II. Le temps biologique

• Les repères chronologiques ne sont plus humains ni sociaux.

• Au lager, le Haftling retrouve un temps biologique presque animal : ce sont les saisons, le soleil qui lui servent d’horloge.

• Les besoins biologiques jouent aussi ce rôle : la faim, le sommeil, le seau « il doit être un peu plus 23 h car les allées et venues au seau se font plus nombreuses ».

• Le Haftling ne vit que dans l’instant comme un animal : « jamais se dit demain matin ».

 

III. Le retour de la chronologie

• A partir du chapitre 10 les repères chronologiques refont leur apparition, et des dates apparaissent dans les titres des chapitres :
« événements de l’été », « octobre 44 ». De plus, Primo et Alberto font des projets d’avenir.

• L'histoire fait à nouveau irruption dans le camp : échos de la lutte extérieure : ghetto de Varsovie, liquidation du camp de Lublin, les Russes à 90 km.

• Chapitre 17 : la chronologie redevient précise, heure par heure, jour par jour : temps d’action et non d’attente.

 



Quelle est la place de la religion dans Si c’est un homme ?

I. Une place apparemment mineure

• Levi était très éloigné de la religion juive avant son arrestation. Il est d’ailleurs tombé comme partisan.

• La religion occupe une place tout à fait secondaire dans la vie du camp : ainsi, Levi parle de la « présence incongrue » d’un clocher près du camp et les Allemands interdisent les pratiques religieuses.

• Le camp aboutit à pervertir les fondements de la religion : le vieux Kuhn prie pour remercier de la mort d’un homme.

 

II. L’objet d’un intense questionnement

• Certains prisonniers religieux provoquent chez Levi un forme de respect et de fascination : on pensera au rabbin Mendi, « petit homme fin, tenace et courageux » qui trouve dans sa foi la force des rester un homme et même de tenir des conversations théologiques.

• Le Lager a aussi développé chez Levi le sentiment de l’appartenance au peuple juif : il a manifesté une grande curiosité pour le yiddish et a ressenti « l’antique douleur du peuple qui n’a pas de patrie ».

• Toutefois ce sentiment identitaire n’a pas débouché chez Levi sur une remise en cause de son athéisme. Au contraire le camp a été la révélation de l’inexistence de Dieu : « aujourd’hui je pense que le seul fait qu’un Auschwitz ait pu exister devrait interdire à quiconque , de nos jours de prononcer le mot de providence ».

 

III. Une référence littéraire, un moyen de penser le Lager

• La religion est finalement avant tout présente comme un creuset dans lequel l’écrivain puise un certains nombres de références, de métaphores et de comparaisons : genèse et apocalypse dans « les 10 derniers jours » par exemple, tour de Babel, etc.

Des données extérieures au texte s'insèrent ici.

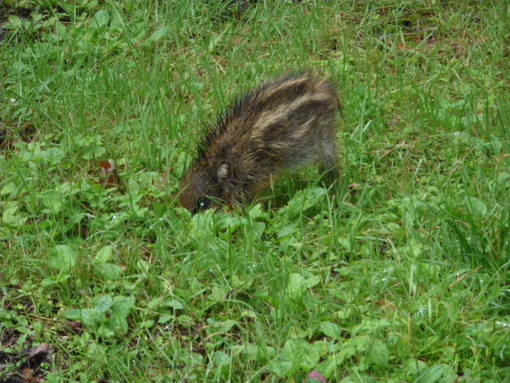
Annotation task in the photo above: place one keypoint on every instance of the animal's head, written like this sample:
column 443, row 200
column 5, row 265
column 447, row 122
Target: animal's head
column 203, row 186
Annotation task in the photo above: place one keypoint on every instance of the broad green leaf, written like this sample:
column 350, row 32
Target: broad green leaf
column 331, row 330
column 122, row 306
column 378, row 353
column 110, row 271
column 431, row 374
column 157, row 35
column 301, row 353
column 104, row 303
column 101, row 18
column 295, row 285
column 92, row 151
column 89, row 317
column 63, row 258
column 476, row 207
column 11, row 217
column 53, row 201
column 175, row 304
column 104, row 254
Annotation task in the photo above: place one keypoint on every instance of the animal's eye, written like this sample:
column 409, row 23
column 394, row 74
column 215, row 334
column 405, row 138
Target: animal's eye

• Mais si Levi utilise des références bibliques, il les vide de leur contenu religieux : cf. Schéma au début du recueil qui refuse l’existence de Dieu et affirme les valeurs de l’humanité pour remplacer les valeurs divines défaillantes. De même, s’il a parfois conscience de participer à l’écriture d’une nouvelle Bible, ce serait celle d’un monde sans Dieu.

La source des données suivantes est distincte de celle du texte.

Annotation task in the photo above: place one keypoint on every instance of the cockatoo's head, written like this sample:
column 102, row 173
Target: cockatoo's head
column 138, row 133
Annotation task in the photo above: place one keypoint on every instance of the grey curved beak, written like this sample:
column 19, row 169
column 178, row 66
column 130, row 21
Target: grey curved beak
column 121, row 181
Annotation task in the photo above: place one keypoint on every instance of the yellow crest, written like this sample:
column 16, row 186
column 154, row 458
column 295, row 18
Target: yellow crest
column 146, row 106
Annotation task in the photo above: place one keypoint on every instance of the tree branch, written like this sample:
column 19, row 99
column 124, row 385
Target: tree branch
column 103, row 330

• Il est d’ailleurs intéressant de remarquer que le vocabulaire religieux est utilisé par Levi lorsqu’il évoque son travail d’écrivain, dans le Système périodique : la littérature comme foi.

 

Conclusion : insister sur le scepticisme de Levi qui quelques mois avant sa mort, ajoutait au crayon dans la marge d’une interview dans laquelle il avait proclamé son athéisme : « je doute et je ne cesse de m’interroger ».